I have just found that in my post before the last post there was already a sign of my (in fact ‚little‘) health problem. In March I wrote that I am doing the rough things like priming when I can‘t concentrate. It seems that the slow down I encountered was already in full progress month ago. And I was thinking that the weather, the rain and the corona crisis was the reason for my weariness.

One would think that a person with my background would be more careful.

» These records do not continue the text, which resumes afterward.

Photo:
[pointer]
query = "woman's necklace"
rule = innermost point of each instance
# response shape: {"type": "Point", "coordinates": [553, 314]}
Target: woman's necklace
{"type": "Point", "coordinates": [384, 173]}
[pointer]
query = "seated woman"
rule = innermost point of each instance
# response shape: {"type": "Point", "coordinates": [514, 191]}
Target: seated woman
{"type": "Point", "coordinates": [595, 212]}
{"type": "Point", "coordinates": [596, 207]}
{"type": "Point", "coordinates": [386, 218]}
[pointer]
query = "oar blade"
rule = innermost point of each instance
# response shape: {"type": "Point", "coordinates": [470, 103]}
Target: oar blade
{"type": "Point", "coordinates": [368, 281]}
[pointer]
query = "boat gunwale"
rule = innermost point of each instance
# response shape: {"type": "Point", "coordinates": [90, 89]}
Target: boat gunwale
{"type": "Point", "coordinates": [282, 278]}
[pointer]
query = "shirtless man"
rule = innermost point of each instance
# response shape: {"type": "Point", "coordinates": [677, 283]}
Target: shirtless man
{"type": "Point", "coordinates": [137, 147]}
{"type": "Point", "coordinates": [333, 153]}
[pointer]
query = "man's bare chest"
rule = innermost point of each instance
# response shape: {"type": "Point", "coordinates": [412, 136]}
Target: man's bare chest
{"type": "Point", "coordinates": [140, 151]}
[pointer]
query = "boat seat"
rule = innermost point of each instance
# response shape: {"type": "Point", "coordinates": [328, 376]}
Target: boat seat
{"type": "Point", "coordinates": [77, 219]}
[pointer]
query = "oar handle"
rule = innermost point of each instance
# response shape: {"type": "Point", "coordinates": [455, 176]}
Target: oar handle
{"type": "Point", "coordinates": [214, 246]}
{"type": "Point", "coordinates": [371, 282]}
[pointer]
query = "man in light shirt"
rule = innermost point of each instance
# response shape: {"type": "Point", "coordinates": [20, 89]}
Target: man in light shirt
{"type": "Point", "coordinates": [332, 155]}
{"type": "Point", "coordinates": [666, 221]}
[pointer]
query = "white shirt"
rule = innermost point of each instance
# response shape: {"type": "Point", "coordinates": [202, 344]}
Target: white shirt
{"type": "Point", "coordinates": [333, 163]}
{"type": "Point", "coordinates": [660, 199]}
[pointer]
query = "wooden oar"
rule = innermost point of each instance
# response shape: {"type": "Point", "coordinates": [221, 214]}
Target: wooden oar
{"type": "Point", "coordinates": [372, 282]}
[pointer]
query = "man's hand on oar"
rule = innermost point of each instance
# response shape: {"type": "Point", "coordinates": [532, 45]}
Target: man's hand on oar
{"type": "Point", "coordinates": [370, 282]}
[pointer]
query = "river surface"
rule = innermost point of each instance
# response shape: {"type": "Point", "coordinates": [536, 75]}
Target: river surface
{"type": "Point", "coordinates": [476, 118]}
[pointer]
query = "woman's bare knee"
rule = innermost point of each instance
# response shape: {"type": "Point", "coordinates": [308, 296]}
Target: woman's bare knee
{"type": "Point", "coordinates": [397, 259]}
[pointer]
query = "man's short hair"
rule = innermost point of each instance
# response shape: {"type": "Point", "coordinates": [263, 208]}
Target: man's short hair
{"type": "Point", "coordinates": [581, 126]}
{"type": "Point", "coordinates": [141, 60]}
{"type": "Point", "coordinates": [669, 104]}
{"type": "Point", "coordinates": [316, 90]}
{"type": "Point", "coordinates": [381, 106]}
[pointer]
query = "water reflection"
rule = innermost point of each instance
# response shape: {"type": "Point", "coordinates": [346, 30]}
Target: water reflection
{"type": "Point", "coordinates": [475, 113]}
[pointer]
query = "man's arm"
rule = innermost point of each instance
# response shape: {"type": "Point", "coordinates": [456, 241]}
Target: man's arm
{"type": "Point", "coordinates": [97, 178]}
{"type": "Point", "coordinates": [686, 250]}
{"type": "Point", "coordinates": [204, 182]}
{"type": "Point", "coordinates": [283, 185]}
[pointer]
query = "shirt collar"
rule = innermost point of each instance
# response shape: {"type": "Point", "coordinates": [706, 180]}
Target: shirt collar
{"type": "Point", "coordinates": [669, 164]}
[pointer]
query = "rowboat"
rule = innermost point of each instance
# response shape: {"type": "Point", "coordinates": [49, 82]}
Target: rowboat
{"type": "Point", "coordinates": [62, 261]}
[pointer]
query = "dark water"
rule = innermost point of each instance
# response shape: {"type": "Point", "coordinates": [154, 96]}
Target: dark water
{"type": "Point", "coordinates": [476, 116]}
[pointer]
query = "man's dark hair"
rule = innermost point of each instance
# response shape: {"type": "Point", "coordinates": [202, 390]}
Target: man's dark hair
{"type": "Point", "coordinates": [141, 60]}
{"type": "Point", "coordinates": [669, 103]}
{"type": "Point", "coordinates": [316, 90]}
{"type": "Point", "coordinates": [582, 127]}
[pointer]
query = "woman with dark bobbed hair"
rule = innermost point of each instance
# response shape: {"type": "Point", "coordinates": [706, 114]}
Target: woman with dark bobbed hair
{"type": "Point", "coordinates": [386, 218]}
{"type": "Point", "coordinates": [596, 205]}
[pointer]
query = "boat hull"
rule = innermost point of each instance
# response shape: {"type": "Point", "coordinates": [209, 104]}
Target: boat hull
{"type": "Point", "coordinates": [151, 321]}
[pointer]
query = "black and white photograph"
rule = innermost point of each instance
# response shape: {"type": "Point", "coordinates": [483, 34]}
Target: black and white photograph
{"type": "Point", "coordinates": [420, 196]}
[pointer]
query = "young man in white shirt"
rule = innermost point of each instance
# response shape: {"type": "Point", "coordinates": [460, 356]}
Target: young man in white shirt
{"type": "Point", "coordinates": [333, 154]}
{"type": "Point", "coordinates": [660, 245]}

Around this time, 30 years ago, I was in a hospital fighting cancer. I had a very hard time. Heavy operations followed by several month with chemotherapy. Not the ‚soft‘ kind of which I hear of today so often. The kind where the medical personnel was wearing protective clothing when they gave me the infusions because that stuff was so extremely dangerous and aggressive. (Not to protect me from infections because everything else was done without special protection.) I needed a full year of recovery and I had some side effects like neuropathic pain of which I hope and pray that I will never have it again.


I remember watching the news coverage of the Gulf War on a small TV set while I was lying in my bed in hospital. My brain, completely confused by the drugs, was constantly switching between reality and very strange dreams. And when I was dreaming I became part of the fighting! When I see these green night vision pictures of rockets over Baghdad today it still sends me back to that time of my life.


But as time goes by you go back to normal. You forget to be on the watch.


Would you go to a doctor when you feel a exhaustion for a while? Of course not, because we all think that‘s normal. I really think it is not. There is always something accountable for that. Maybe not something medical but there is something wrong that needs to be fixed.


Maybe we should all keep MORE THAN ONE eye on ourselves.